Biaya Operasional Sekolah (BOS) dikuncurkan sebagai realisasi pelaksanaan program kompensasi BBM dari Pemerintah pusat dan telah disetujui DPR RI, yang sepakat mengalihkan dana subsidi BBM BOS dikucurkan untuk membantu sekolah-sekolah dalam mengelola kegiatan belajar dan mengajar, baik sekolah yang berada di bawah binaan Departemen Pendidikan Nasional maupun Departemen Agama. Karena itu Pemanfatan BOS harus dilakukan secara transpran dengan melibatkan Komite Sekolah dan partisipasi masyarakat. Hal itu dimaksudkan supaya ada mekanisme kontrol yang efektif dalam pemanfatan dana tersebut. Sedangkan ditingkat yang lebih tinggi akan dilakukan Bawasda (Badan Pengawasan Daerah), diharapkan dengan adanya bantuan tersebut kegiatan belajar dan mengajar di masing-masing sekolah akan lebih kondusif untuk mendorong suksesnya pelaksanaan program wajib belajar.

TEMUAN-TEMUAN DI LAPANGAN

A. Penggelembungan Dana BOS

Hasil audit Badan Pemeriksa Keuangan dan Pembangunan (BPKP) setiap tahun terhadap penggunaan anggaran negara di institusi pemerintahan, termasuk Departemen Pendidikan Nasional (Depdiknas), selalu memperlihatkan rendahnya kemampuan pengelolaan anggaran dana pendidikan. Karena itu, sering terjadi kebocoran dan inefisiensi tiap kali akan melangsungkan subsidi sekolah, terlebih terhadap dana proyek bantuan sekolah dari pemerintah.

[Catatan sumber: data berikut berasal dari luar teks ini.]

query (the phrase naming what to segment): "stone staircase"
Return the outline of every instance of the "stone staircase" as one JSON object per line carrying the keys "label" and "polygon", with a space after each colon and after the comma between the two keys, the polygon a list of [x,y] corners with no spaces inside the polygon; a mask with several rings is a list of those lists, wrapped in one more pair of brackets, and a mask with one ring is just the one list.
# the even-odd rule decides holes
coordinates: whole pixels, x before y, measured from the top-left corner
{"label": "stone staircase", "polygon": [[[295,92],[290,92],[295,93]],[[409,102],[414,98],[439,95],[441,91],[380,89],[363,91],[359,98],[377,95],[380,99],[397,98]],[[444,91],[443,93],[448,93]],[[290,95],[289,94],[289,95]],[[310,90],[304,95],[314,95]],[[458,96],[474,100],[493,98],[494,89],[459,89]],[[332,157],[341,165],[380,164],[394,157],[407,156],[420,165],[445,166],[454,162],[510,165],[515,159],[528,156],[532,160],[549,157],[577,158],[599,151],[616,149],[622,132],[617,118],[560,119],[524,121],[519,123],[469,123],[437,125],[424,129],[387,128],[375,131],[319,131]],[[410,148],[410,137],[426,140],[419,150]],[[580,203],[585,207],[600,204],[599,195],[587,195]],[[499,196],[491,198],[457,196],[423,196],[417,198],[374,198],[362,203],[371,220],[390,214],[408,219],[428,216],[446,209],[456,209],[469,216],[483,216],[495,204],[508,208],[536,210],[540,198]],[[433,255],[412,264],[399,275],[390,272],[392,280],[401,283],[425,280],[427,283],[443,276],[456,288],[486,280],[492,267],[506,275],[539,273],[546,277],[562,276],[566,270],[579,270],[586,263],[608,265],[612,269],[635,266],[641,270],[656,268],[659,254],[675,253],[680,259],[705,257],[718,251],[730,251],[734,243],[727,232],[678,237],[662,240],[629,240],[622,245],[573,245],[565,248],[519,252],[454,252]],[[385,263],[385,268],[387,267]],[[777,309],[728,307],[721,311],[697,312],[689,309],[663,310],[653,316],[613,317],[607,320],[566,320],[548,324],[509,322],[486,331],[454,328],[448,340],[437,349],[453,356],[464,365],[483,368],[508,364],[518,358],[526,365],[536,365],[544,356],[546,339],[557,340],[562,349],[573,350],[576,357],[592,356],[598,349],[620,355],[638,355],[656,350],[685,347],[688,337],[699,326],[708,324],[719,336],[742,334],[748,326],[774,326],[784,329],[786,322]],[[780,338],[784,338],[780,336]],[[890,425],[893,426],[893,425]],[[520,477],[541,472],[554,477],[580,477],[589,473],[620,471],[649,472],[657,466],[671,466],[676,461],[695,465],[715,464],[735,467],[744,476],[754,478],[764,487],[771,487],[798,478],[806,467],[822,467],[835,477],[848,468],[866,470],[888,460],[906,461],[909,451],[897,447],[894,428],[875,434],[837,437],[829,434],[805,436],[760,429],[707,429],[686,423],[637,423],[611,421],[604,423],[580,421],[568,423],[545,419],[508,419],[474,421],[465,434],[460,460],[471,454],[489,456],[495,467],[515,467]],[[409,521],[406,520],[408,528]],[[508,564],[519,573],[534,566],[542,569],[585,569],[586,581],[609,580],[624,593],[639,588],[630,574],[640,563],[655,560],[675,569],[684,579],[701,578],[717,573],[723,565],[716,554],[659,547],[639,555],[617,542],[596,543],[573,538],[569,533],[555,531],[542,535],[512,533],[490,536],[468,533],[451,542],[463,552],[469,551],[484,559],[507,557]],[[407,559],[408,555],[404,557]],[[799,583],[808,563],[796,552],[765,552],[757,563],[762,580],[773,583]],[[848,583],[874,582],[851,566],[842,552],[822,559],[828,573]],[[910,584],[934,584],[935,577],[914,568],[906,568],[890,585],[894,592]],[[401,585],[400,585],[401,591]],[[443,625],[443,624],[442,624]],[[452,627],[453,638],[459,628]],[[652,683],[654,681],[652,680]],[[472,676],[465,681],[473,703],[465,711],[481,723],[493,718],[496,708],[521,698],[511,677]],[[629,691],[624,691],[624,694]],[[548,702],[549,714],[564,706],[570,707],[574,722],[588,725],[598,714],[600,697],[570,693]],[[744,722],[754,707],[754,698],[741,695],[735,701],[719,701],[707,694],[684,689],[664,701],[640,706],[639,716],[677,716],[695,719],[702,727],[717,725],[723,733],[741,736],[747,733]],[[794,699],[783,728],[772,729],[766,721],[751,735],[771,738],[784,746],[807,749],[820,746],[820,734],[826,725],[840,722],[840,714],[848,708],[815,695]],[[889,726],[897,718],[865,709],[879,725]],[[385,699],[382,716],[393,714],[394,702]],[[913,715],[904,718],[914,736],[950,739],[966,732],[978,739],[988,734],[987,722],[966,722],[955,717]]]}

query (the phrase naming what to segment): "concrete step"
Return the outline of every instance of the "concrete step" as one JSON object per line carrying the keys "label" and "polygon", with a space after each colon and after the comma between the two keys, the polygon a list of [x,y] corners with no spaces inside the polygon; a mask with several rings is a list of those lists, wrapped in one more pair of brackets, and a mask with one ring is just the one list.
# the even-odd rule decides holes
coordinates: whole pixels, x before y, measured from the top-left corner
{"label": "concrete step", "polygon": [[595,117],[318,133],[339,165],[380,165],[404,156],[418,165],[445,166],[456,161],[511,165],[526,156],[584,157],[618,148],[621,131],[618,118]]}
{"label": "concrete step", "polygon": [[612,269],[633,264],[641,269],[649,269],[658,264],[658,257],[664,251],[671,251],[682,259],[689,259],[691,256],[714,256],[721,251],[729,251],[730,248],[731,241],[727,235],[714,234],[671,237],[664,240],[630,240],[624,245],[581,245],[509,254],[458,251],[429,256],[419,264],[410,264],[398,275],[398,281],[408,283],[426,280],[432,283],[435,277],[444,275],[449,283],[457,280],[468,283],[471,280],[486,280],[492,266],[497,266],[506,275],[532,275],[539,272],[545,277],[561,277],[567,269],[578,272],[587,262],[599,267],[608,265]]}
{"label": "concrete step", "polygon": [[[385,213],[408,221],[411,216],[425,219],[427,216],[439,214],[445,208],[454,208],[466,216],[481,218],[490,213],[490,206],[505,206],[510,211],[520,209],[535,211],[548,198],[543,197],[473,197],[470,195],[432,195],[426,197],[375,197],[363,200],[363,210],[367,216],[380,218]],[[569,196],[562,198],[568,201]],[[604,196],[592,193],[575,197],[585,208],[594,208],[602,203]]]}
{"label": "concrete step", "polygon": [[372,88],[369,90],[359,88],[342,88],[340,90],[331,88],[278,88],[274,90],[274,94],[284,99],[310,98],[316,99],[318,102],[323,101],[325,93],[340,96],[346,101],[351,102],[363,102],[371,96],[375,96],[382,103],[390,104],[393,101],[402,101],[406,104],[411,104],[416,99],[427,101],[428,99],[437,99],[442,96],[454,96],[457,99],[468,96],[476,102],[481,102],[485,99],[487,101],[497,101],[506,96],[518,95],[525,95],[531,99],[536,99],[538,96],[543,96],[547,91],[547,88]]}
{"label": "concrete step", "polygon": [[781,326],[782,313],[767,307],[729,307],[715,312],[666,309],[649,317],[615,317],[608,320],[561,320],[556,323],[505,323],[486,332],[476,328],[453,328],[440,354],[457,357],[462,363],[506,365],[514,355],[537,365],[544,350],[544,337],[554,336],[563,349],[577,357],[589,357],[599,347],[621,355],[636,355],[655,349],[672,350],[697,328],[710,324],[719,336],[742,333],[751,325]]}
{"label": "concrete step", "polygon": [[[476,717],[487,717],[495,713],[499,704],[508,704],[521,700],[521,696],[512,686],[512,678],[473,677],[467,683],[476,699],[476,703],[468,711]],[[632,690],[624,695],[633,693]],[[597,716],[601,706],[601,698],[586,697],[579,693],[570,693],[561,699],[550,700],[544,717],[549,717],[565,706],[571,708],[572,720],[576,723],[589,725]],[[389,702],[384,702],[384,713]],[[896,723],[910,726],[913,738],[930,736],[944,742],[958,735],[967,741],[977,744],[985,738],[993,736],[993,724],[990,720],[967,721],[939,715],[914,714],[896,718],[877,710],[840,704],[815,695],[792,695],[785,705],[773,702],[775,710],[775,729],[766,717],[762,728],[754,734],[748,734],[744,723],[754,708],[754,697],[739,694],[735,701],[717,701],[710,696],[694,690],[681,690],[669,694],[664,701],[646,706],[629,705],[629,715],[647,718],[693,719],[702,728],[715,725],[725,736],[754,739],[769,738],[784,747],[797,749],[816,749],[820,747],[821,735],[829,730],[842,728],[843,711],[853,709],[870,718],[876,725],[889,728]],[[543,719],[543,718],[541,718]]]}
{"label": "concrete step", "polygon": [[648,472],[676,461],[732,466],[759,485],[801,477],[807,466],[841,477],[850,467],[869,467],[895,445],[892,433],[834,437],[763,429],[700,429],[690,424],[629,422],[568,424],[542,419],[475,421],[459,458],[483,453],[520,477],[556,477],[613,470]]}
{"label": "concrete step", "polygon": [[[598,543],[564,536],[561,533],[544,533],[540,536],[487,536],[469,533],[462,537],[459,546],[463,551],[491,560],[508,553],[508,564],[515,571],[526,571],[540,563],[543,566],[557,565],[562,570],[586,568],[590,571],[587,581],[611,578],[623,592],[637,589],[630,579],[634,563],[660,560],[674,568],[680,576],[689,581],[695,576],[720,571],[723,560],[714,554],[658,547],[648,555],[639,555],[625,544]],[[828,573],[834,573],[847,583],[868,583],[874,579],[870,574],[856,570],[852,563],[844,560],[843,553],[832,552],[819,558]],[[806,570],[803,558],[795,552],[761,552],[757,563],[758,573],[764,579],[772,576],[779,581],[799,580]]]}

Lihat saja kebocoran yang terjadi pada penyaluran dana bantuan operasional sekolah (BOS) 2007. Di sana terdapat banyak penyimpangan, mulai penggelembungan jumlah siswa agar bisa dapat dana BOS yang banyak, belum memiliki izin operasional sudah mendapatkan dana bantuan, hingga tidak transparannya sekolah mengelola dana BOS. Belum lagi, penyelewengan dana bantuan berupa block grant maupun specific grant.

Dalam Rapat Kerja (Raker) Komisi X (pendidikan) DPR dengan Mendiknas, Bambang Sudibyo, terungkap hasil audit BPKP yang menunjukkan terjadinya penggelembungan jumlah siswa sekolah di 29 provinsi. Hanya empat provinsi yang tidak ditemukan kasus tersebut, yakni Lampung, Jambi, Gorontalo, dan Bali. Tetapi, belum tentu empat provinsi itu tidak menyelewengkan dana bantuan sekolah dalam bentuk lain, seperti dana pengembangan fisik sekolah, dana pengadaan buku pelajaran.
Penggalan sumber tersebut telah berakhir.